С утра 15 числа началось бомбардирование города. Крепость отвечала. Но выстрелы ее почти не причиняли вреда осаждающим, которых заслонили густые сады, раскинувшиеся перед самыми крепостными верками. Персияне поздно заметили свою оплошность; они попытались было очистить эспланаду и вышли из крепости, чтобы вырубить сады,– но сделать этого им уже не позволили. Полковник Фридерикс, поставив роту карабинеров за бруствер в полной готовности к вылазке, приказал двум орудиям, бывшим в резерве, подъехал к садам и разогнал рабочих картечью. На полных рысях вынеслась вперед русская артиллерия. Персияне до того оторопели, что позволили орудиям сняться с передков у самого сада, и лишь тогда, когда картечь засвистела в кустах, крестя их по всем направлениям, открыли беспорядочный беглый огонь. Но картечь крушила всё, и выстрелы неприятеля скоро замолкли. Сквозь густую листву деревьев видны были только мелькавшие группы бегущих и бросающихся в ров сарбазов...
А в ночь трое рядовых, декабристы Пущин, Коновницын и Дорохов, с разрешения Паскевича, отправились еще раз осмотреть крепостные верки. Казачья сотня также вышла с ними из лагеря и скрытно расположилась в поле, готовая по первому выстрелу скакать к ним на помощь. Пущин, оставив между тем Коновницына и Дорохова в глубине садов, сам приблизился к крепости и высмотрел место для брешь-батареи. Погода была пасмурная, туманная, с мелким дождем; это, однако, не помешало ему хорошо изучить местность и даже трассировать батарею для ночных работ.
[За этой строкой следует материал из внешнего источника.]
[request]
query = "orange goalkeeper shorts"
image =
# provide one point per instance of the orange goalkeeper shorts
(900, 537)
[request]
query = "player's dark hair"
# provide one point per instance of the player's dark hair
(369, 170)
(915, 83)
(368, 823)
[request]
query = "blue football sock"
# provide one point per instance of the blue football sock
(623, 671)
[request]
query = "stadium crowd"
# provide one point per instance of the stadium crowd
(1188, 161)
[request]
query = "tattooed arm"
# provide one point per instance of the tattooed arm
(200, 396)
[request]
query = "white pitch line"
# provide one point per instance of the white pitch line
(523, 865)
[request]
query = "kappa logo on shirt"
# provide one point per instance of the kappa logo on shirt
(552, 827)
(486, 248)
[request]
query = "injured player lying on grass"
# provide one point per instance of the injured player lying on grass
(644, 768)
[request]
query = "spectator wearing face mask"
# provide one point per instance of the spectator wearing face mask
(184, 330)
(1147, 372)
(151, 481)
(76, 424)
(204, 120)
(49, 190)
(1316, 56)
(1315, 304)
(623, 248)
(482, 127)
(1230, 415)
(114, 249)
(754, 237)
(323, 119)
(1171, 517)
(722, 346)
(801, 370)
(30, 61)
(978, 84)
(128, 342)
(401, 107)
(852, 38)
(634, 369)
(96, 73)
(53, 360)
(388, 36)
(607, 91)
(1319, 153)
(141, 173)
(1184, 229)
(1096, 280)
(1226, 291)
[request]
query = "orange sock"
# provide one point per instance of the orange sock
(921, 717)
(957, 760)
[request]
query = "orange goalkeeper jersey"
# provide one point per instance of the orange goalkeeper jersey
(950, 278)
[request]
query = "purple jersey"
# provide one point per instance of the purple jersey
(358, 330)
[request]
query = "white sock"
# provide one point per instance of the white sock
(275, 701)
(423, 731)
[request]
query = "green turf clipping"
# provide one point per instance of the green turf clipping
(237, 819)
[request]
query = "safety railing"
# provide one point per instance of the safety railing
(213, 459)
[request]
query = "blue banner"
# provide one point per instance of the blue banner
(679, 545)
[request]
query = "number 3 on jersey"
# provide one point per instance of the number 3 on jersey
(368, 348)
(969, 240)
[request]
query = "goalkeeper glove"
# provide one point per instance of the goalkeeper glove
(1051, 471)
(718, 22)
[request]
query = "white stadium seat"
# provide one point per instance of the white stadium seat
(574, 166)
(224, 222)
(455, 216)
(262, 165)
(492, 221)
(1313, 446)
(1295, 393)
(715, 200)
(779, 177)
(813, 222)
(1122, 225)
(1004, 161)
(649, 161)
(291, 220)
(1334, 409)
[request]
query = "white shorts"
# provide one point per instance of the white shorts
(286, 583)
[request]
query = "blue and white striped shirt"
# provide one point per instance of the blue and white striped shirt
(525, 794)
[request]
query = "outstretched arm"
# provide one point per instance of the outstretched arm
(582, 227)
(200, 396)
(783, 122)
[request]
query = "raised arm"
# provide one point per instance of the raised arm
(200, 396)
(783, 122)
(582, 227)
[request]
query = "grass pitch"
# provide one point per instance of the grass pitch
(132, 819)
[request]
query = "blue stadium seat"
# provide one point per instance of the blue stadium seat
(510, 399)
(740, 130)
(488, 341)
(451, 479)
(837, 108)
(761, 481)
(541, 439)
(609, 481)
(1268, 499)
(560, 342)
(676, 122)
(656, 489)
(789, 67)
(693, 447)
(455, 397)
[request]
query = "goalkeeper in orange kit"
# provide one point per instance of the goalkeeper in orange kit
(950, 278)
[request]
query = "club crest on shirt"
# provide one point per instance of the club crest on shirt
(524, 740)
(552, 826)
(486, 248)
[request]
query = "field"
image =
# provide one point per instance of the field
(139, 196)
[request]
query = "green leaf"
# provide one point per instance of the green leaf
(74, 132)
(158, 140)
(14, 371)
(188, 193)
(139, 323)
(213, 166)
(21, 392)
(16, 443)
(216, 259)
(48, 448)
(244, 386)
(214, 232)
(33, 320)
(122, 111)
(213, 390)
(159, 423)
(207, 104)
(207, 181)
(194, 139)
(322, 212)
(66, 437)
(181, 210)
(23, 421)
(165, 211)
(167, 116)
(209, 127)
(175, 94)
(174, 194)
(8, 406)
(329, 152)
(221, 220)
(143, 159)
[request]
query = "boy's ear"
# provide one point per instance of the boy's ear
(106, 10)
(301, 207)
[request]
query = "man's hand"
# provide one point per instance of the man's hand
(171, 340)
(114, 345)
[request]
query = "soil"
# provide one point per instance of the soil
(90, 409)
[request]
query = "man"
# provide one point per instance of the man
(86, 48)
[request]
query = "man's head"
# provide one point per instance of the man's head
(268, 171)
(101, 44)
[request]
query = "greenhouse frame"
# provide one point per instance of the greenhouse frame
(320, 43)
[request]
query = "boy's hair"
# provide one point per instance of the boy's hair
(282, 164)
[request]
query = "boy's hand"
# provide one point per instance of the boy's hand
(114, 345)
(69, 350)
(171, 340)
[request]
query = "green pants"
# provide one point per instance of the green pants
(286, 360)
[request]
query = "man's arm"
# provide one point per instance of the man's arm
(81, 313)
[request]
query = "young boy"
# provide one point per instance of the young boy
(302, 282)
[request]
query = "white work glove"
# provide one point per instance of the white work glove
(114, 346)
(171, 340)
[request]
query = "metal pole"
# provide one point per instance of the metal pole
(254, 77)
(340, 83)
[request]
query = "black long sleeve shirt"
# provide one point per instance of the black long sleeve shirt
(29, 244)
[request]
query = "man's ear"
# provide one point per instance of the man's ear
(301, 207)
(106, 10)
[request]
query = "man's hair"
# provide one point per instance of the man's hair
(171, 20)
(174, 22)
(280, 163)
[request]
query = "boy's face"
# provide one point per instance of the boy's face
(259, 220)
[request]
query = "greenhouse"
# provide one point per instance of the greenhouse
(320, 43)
“Окончив поручение,– рассказывает он сам,– мы, совершенно мокрые, возвратились к Паскевичу. В палатке его я начертил осмотренную местность. Паскевич, чтобы отогреть нас, приказал подать шампанского и с ними, тремя солдатами, распил две бутылки”.
Утром 16 сентября в лагерь прибыла, наконец, осадная артиллерия. Весь день провозились с укладыванием пушек на станки и лафеты, а как только смерклось, весь гвардейский полк, батальон ширванцев, батальон крымцев и две роты саперов, с шестью орудиями, под начальством графа Сухтелена, без шума прошли сады и заложили за ними, по указанию Пущина, брешь-батарею. Еще ночь – и на этой батарее было уже установлено двадцать осадных орудий; особая батарейка для четырех мортир выдвинута была еще вперед и приготовилась действовать по крепости навесными выстрелами.